OVERVIEW
The Archeology Program Office of the Prince George’s County Department of Parks and Recreation was established in 1988 to excavate, preserve and protect archeological sites in county parks. It is part of the Maryland-National Capital Park and Planning Commission. As part of its mission, the program curates millions of artifacts, and over the years, related documentation has been created in various formats and on disparate media. Documentation is primarily in the form of digital and/or physical copies of reports, catalogs, slides, print photographs, negatives, drawings, maps, and videos. All artifacts and documentation are stored in the same facility. Their goal is to have all digital content centralized on one shared network which is currently in development.
This report outlines recommended next steps to preserve their digital content following a framework designed by the National Digital Stewardship Alliance (NDSA). NDSA’s Levels of Digital Preservation presents a series of recommendations based on five areas of concern for digital preservation – storage and geographic location, file fixity and data integrity, information security, metadata and file format. Level 1 recommendations relate to the most urgent activities need for preservation and serves as a prerequisite to the higher levels.
STORAGE AND GEOGRAPHIC LOCATION
Establish a central storage system for all digital content and maintain at least one complete copy stored in another location.
Digital content is currently stored locally on five desktop computers, two laptops, a back-up drive of files from former staff, approximately 300 compact discs and about 700 3.5” floppy disks. Staff have been working on a shared drive to organize content in one place. While staff are backing up their own drives locally, there is no complete copy of all digital content.
Following NDSA’s Level 1 recommendation, staff should move all files off disparate media and into a storage system and create a complete copy of files that should be stored in a different location. This serves a number of purposes:
– Transferring to a new storage system will guard against potential loss of data on old media.
– Minimizing number of storage locations will facilitate data integrity monitoring.
– Creating a complete copy will provide a back-up in case files are corrupted or lost.
– Storing a copy in a different location will guard against loss specific to one location such as damage to equipment as a result of severe weather or a catastrophic event.
– This process is also a necessary first step in achieving a goal for the program, which is to have all files organized and accessible without extensive searching.
1. Create a complete copy of what is accessible right now.

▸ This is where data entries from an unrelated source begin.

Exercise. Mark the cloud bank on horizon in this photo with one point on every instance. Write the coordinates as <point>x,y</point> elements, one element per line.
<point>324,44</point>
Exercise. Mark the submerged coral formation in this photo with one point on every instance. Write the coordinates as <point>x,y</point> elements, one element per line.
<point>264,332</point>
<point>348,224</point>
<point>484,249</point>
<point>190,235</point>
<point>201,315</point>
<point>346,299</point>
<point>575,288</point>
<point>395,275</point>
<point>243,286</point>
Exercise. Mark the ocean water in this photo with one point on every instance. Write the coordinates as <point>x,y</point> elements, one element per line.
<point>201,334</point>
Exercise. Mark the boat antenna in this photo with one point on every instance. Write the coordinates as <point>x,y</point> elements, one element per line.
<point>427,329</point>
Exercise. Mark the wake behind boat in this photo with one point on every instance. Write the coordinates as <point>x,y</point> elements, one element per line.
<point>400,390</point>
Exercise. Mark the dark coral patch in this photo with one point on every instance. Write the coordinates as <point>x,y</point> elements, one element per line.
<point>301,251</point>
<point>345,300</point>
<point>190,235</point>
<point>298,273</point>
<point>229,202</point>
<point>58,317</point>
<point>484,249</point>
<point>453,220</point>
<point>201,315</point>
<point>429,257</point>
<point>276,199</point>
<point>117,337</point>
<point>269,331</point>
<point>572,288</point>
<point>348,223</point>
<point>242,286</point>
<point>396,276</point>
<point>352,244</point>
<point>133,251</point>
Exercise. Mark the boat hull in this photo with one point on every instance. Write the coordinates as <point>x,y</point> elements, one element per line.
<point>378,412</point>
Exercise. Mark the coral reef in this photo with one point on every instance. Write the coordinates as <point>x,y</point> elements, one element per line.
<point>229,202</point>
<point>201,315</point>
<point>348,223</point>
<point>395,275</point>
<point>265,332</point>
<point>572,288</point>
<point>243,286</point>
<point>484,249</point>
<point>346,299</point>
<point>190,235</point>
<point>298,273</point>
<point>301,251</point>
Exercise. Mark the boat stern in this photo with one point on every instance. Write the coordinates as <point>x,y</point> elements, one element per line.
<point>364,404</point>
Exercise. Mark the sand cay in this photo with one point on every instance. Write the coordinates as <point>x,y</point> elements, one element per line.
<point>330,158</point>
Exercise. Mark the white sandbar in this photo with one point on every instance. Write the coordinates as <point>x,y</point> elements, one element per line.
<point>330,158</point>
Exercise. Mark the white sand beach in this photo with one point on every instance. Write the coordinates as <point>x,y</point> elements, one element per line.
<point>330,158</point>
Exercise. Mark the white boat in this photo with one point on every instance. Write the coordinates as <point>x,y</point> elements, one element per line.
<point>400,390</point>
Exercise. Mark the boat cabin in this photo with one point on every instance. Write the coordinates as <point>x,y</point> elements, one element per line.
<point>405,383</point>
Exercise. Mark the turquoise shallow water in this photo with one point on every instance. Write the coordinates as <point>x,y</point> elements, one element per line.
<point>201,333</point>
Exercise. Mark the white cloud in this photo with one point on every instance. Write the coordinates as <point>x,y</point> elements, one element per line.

The development of the shared network in coordination with the program’s IT department will likely serve as their established storage system. A portion of files are currently inaccessible on floppy disks. However, the bulk of digital content is stored locally on various hard drives. Any content that is currently accessible on hard drives should be copied and stored in another location to safeguard against loss. See “File Fixity and Data Integrity” below for checking data integrity and creating a file manifest. In the short term, storage can be on an external hard drive that is kept in another location in a secure place. Alternatively, staff could use a cloud storage service such as Dropboxwhich would have the added benefit of storing files offsite. Once files are integrated into the shared drive, a copy can be created from this set of content. Staff can work with the IT department to see if they can use a back-up storage system that is already in place with other departments.
2. Establish a file structure in the shared directory
Staff can begin integrating current files that they work with into the networked drive in order to develop a workable structure that will be practical for finding files. Historical documents can then be organized into that structure. Once a structure and naming system has been established, staff should document and follow this structure. This can be done concurrently with the following step.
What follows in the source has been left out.